Using a macro lens is most applicable for relatively cheap, recurring purchases. The most oft-cited example is a cup of coffee. If I had a dime for every time I’ve read about how much money giving up coffee from my daily routine would save me, I would’ve reached my financial goals five years ago! All joking aside, I’ll reframe the coffee example below. Then I’ll discuss the conclusion we could draw using the single-purchase (micro) framework versus the annual or even lifetime purchase (macro) framework. Point of clarification before we move on: I’m not knocking a daily cup of coffee—we all have our vices, and some are worse than others. If coffee is a priority for you, please continue to enjoy! Just be aware of the long-term impact that spending has on your goals!
Let’s say your goal is to save $50,000 in a retirement account.

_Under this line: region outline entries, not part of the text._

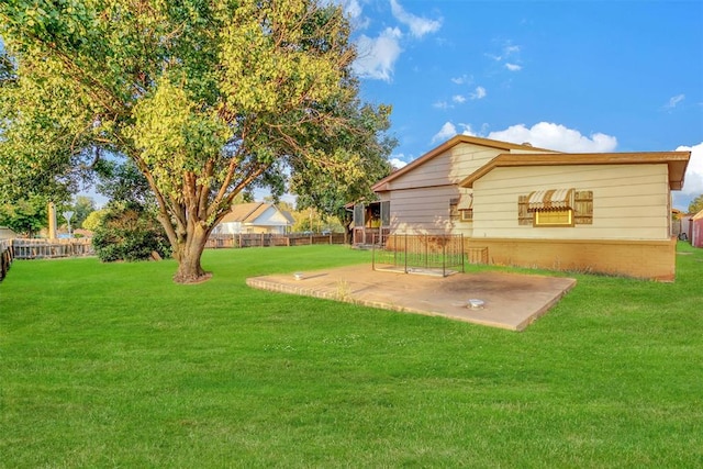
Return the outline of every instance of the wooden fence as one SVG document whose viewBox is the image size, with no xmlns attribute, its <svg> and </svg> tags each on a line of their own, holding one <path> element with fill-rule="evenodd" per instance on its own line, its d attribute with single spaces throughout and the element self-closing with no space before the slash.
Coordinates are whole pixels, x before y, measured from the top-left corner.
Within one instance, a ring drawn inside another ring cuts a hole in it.
<svg viewBox="0 0 703 469">
<path fill-rule="evenodd" d="M 92 256 L 90 239 L 12 239 L 15 259 L 53 259 L 56 257 Z"/>
<path fill-rule="evenodd" d="M 0 281 L 8 275 L 12 265 L 12 243 L 10 239 L 0 241 Z"/>
<path fill-rule="evenodd" d="M 332 234 L 270 234 L 242 233 L 211 236 L 205 248 L 308 246 L 312 244 L 344 244 L 344 233 Z"/>
</svg>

A $5 iced mocha latte is equivalent to 0.01% of your goal—indeed, that single purchase is a minute percentage of the end goal. Based on that ratio, one might assume the iced mocha latte is harmless. This is micro-level thinking. But let’s take it a step further and think at the macro level instead. Ignoring the impact of future inflation on the cost of lattes, over a hypothetical 40-year career, if you bought one latte per workday you would spend $50,000 (1 latte / workday x 5 workdays / week x 50 weeks / year x 40 years = 10,000 lattes x $5 / latte = $50,000). Think about the magnitude of the once-a-day purchase of a $5 item! The total of all those daily purchases would fully-fund your retirement goal of $50,000. Now that is macro-level thinking! Plus, it can be applied to any spending—not just coffee and not just daily expenses.
So, what do you conclude from this? What changes do you make using that macro-level data?
- Do you cut back to Monday, Wednesday, and Friday for lattes? This would mean you spend $30,000 in 40 years, leaving $20,000 that could be contributed to your retirement account.
- What happens if you save lattes for a Friday morning treat? Under this scenario, you would spend $10,000 in 40 years, leaving $40,000 to put toward your retirement savings.
- Maybe you decide to buckle down and skip lattes altogether, instead funneling that money into your retirement account each month. For the sake of rounding, let’s say there are 20 workdays in a month at $5/day, meaning you deposit $100/month. After 40 years of doing so, with a moderate rate of return of 5%, compounded annually, you would have $148,856! Super saver!
- Perhaps you don’t change anything at all and continue to buy 5 lattes per week because coffee is an absolute necessity for you! And that’s okay—again, just realize you have to find that $50,000 elsewhere in your spending to hit your goal!